The water resistance layers 91 of the water resistance units 9 are respectively formed on the inner layer 11 of the first substrate 1 and the inner layer 11 of the second substrate 2. The water resistance layer 91 of each of the water resistance units 9 is made of an organic material and an inorganic material, and is moisture impermeable. The organic material may be hexamethyldisiloxane. The inorganic material may be one of metal nitride, metal oxide and metal nitrogen oxide. The water resistance layer 91 of each of the water resistance units 9 has a thickness ranging from 5 nm to 200 nm, and can prevent the moisture from penetrating through the first substrate 1 and the second substrate 2 and affecting the excitation layer 3.

The combination layer 92 of each of the water resistance units 9 is disposed between the excitation layer 3 and the water resistance layer 91 of each of the resistance units 9, and is made of an organic material. In certain embodiments, the combination layer 92 of each of the water resistance units 9 is made of methyl methacrylate, epoxy methacrylate, epoxy acrylates, bisphenol A ethoxylate dimethacrylate, hexanediol diacrylate, bisphenol A epoxy acrylate, and combinations thereof. The combination layers 92 of the water resistance units 9 function to increase adhesion between the water resistance layers 91 of the water resistance units 9 and the excitation layer 3, and also may prevent moisture from penetrating through the first substrate 1 and the second substrate 2. The combination layer 92 of each of the water resistance units 9 has a thickness of around 1 μm.

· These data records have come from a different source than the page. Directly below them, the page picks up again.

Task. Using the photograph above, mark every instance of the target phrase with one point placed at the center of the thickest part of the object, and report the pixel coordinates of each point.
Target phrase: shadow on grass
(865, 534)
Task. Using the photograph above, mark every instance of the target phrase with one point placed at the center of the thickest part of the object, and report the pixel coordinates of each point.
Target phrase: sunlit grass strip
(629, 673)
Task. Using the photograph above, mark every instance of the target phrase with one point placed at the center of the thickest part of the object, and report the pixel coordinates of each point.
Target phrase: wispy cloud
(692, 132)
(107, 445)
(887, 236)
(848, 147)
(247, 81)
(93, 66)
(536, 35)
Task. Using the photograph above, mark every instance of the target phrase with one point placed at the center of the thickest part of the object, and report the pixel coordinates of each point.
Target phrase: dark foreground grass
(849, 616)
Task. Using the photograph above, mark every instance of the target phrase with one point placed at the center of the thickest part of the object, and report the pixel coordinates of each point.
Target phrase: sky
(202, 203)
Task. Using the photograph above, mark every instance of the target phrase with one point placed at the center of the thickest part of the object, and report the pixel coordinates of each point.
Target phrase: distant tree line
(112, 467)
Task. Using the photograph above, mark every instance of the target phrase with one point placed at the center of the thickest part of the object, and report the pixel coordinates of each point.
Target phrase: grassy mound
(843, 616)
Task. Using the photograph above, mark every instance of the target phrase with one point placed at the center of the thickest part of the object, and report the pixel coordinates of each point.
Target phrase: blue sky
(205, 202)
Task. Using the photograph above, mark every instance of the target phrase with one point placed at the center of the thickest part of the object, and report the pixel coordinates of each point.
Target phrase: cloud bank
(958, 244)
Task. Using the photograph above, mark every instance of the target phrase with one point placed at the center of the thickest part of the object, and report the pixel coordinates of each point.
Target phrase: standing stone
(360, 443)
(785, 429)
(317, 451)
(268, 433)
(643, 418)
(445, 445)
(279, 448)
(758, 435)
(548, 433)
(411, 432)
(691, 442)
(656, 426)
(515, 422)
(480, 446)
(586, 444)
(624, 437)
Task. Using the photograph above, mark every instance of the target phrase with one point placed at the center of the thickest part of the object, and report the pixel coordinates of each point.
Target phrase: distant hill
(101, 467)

The combination layers 92 of the water resistance units 9 are formed by coating and thermal curing. The water resistance layers 91 of the water resistance units 9 are formed by a sputtering technique. It is worth mentioning that the bonding formed between the organic and inorganic materials during sputtering may ensure that the water resistance layers 91 are less likely to crack, thereby providing superior water-resistant property.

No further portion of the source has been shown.